LAUSR

Fully understanding the metabolism of SRB provides fundamental guidelines for allowing the microorganisms to provide more beneficial services in water treatment and resource recovery. The electron-transfer pathway of sulfate respiration by Desulfovibrio vulgaris is well studied, but still partly unresolved. Here we provide deeper insight by comprehensively monitoring metabolite changes during D. vulgaris metabolism with two electron donors, lactate and pyruvate, in presence or absence of citrate-chelated soluble FeIII as an additional competing electron acceptor. H2 was produced from lactate oxidation to pyruvate, but pyruvate oxidation produced mostly formate. Accumulation of lactate-originated H2 during lag phases inhibited pyruvate transformation to acetate. Sulfate reduction was initiated by lactate-originated H2, but MQ-mediated e- flow initiated sulfate reduction without delay when pyruvate was the donor. When H2-induced electron flow gave priority to FeIII reduction over sulfate reduction, the long lag phase before sulfate reduction shortened the time for iron-sulfide crystallite growth and led to smaller mackinawite (Fe1+xS) nanocrystallites.

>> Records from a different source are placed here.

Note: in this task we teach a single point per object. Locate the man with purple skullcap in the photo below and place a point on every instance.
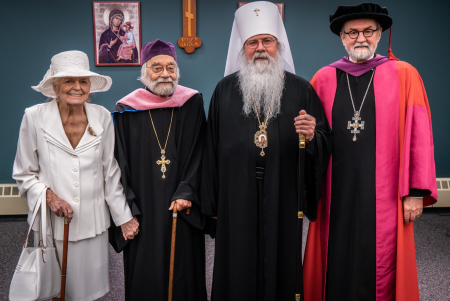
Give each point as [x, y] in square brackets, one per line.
[159, 142]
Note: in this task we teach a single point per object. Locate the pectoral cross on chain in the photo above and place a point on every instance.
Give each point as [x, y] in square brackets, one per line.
[190, 17]
[354, 125]
[163, 163]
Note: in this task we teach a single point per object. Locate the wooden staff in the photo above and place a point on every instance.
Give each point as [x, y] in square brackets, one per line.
[172, 250]
[301, 193]
[64, 262]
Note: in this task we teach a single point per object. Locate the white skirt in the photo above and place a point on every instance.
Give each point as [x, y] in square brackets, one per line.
[87, 276]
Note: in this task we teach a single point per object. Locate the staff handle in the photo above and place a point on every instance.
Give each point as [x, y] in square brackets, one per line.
[302, 137]
[172, 251]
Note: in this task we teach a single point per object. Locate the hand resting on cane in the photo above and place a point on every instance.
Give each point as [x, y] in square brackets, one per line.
[130, 228]
[58, 205]
[305, 124]
[181, 204]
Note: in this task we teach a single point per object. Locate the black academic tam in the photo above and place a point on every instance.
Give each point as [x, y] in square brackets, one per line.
[361, 11]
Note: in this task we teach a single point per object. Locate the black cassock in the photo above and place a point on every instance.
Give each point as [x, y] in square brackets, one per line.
[351, 269]
[147, 256]
[109, 55]
[254, 197]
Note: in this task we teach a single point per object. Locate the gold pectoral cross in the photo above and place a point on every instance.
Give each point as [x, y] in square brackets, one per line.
[190, 17]
[163, 163]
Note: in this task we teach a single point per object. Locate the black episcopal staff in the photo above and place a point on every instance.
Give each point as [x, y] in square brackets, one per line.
[159, 142]
[250, 162]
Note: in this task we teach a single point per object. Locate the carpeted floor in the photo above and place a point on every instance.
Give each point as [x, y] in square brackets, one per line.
[432, 236]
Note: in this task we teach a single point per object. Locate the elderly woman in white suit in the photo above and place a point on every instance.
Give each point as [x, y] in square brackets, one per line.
[66, 150]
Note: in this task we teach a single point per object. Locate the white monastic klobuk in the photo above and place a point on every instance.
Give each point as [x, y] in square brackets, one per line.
[252, 19]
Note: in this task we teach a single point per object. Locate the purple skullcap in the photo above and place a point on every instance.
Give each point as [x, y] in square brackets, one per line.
[157, 47]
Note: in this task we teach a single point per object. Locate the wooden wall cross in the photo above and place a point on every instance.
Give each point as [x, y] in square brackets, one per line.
[189, 41]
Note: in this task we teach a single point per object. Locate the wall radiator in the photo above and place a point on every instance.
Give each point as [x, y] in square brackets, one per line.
[12, 204]
[10, 201]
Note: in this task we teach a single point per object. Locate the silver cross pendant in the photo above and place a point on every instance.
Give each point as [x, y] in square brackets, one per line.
[354, 125]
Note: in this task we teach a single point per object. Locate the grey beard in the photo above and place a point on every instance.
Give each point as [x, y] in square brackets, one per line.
[160, 90]
[361, 55]
[262, 82]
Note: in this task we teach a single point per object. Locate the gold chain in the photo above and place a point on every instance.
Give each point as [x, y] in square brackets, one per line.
[257, 113]
[171, 118]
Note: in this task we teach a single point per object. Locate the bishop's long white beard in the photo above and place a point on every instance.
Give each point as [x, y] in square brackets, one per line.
[262, 81]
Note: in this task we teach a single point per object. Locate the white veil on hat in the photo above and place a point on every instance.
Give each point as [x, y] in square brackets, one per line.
[252, 19]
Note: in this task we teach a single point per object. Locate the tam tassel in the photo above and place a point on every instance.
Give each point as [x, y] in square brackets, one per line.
[391, 55]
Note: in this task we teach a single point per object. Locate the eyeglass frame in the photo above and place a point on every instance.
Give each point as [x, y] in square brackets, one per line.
[358, 31]
[164, 68]
[261, 41]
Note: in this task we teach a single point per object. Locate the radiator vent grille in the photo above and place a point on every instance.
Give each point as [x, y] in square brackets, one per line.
[9, 190]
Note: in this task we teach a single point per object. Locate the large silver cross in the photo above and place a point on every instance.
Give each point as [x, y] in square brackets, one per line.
[354, 125]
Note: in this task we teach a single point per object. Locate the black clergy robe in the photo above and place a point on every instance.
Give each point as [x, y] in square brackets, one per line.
[147, 256]
[108, 55]
[257, 219]
[351, 249]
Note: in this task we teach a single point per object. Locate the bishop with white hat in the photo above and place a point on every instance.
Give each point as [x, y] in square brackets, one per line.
[251, 160]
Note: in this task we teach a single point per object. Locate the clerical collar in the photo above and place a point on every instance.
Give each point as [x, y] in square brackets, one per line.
[354, 69]
[146, 88]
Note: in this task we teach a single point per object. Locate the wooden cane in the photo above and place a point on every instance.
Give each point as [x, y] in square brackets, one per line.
[64, 262]
[172, 251]
[301, 189]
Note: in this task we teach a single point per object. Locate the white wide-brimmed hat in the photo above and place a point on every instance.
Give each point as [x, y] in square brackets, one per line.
[72, 64]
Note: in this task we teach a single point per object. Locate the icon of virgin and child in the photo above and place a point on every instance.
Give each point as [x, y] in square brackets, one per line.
[117, 44]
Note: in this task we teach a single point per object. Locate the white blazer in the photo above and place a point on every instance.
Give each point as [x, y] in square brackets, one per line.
[87, 177]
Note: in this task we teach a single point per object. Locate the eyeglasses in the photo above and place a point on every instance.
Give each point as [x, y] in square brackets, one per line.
[267, 42]
[353, 34]
[158, 68]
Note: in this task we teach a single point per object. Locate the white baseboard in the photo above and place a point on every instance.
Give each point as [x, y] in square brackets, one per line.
[12, 204]
[443, 192]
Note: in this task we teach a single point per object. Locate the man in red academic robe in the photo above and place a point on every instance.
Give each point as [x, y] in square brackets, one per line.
[381, 172]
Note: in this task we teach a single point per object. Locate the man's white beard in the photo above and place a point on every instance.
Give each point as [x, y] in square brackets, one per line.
[262, 81]
[363, 54]
[161, 90]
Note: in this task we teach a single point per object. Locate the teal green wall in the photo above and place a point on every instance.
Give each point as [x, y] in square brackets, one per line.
[33, 31]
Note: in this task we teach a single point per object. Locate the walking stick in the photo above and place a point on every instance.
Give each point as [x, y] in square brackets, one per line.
[172, 250]
[301, 194]
[62, 295]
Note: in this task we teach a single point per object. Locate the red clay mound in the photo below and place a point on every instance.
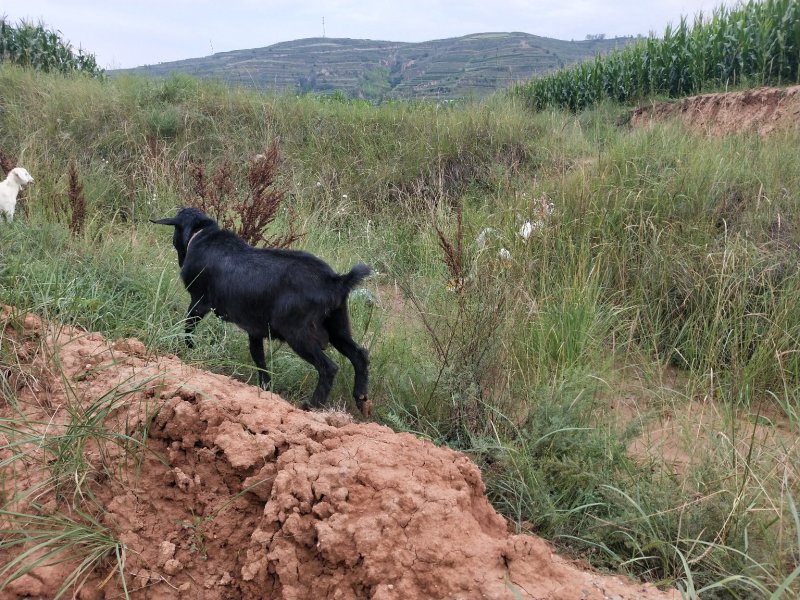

Synthesizing all the results, we propose that electron flow from lactate or pyruvate towards SO42- reduction to H2S are through at least three routes that are regulated by the e- donor (lactate or pyruvate) and the presence or absence of another e- acceptor (FeIII here). These routes are not competing, but complementary: e.g., H2 or formate production and oxidation were necessary for sulfite and disulfide/trisulfide reduction to sulfide. Our study suggests that the e- donor provides a practical tool to regulate and optimize SRB-predominant bioremediation systems.